The causes of preterm birth are multiple, complex and poorly understood -- an intricate interplay of social, genetic and biological determinants. Multiple risk factors are associated with preterm birth, including poverty, family history, infections, nutritional deficiencies, race and ethnicity, and emotional and physical stress. Advancing prevention must therefore come through a comprehensive research agenda that will reveal what happens during pregnancy that causes preterm birth.
Tackling the scientific complexities of preterm birth will require the same vision, commitment and direction dedicated to the other leading causes of childhood mortality. The global public health community has taken the challenge head-on. Political will is exemplified by the Every Newborn Action Plan that was endorsed in May 2014 by the World Health Assembly. Key organizations that fund research came together to form the Global Coalition to Advance Preterm birth Research (GCAPR) to accelerate strategic priorities in preterm birth research. Scientific experts from around the world convened in 2013 and developed a "Solution Pathway" to galvanize a cohesive agenda for preterm birth research. A new state-of-the-science overview brings to the forefront innovations in science and technology to advance discovery in the field of preterm birth.

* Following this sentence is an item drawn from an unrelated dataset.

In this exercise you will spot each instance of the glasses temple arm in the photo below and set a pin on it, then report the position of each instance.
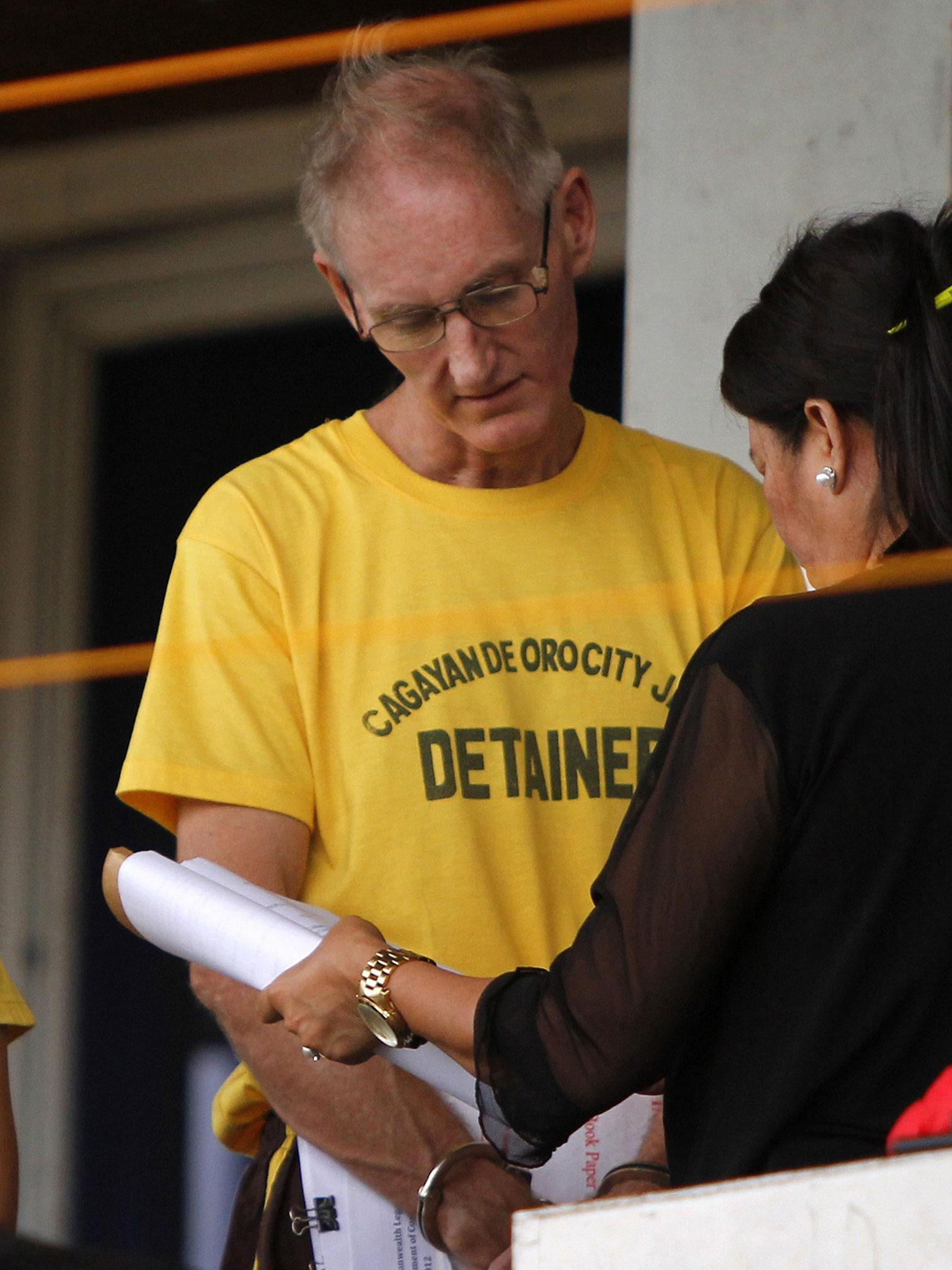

Today is World Prematurity Day. Today, we face the post-2015 challenge of preterm birth in the same way that we once faced the other leading causes of child mortality two decades ago, challenges with limited solutions and against great odds. Today we have come to forge the commitment, to advocate for the required resources and to roll up our sleeves and start the arduous journey, taking the next step on the long path ahead for the prevention of preterm birth.